The behemoth multinational corporations are battling over two fast-growing trends in the tech industry—smartphone dashboards and mobile payment systems. 

Google’s Android Auto connects Android smartphones to a car’s center screen, which allows drivers to access navigation, music and other applications without fumbling for their devices.

A few doors down, Google’s not-so-friendly neighbor Apple is hard at work developing CarPlay, a nearly identical system for the iPhone.

According to Aaron Kessler and Brian Chen of The New York Times, both “allow for Google’s or Apple’s operating system to essentially take over the center screen and certain buttons within the car.” 
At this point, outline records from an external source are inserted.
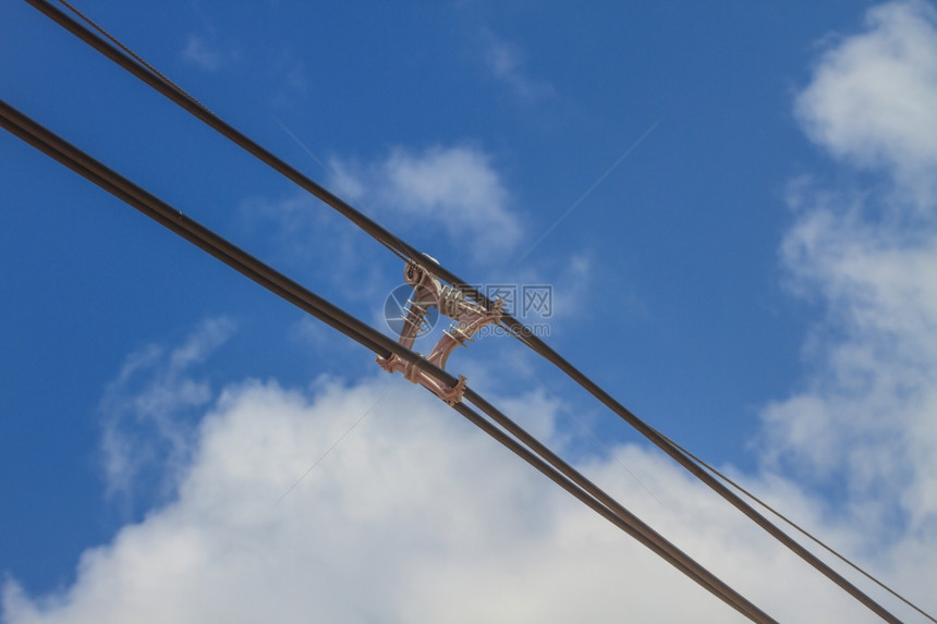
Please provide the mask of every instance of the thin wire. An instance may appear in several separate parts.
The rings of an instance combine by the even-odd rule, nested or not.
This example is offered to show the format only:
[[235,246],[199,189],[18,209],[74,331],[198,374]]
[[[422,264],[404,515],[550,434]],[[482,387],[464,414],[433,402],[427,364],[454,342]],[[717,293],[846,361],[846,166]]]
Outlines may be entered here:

They also both prioritize safety—Android Auto’s design means that no action should take longer than two seconds, and CarPlay features Siri voice control to keep drivers’ hands at ten and two.

The nemeses are also waging war over mobile payment systems.  

Google Wallet launched several years before Apple Pay, but Wallet cannot compete with its rival’s convenience—Apple Pay is embedded into Apple’s latest devices and Google Wallet requires Android owners to download and install the service.

Apple “could become the leader is what is expected to be a booming market,” writes AP Technology Writer Michael Liedtke. “Nearly 16 million U.S. consumers spent about $3.5 billion on tap-and-pay services last year.”

To curb Apple’s early success, Google called in some unlikely reinforcements and asked that Android smartphones from AT&T, Verizon Wireless and T-Mobile USA incorporate the payment service.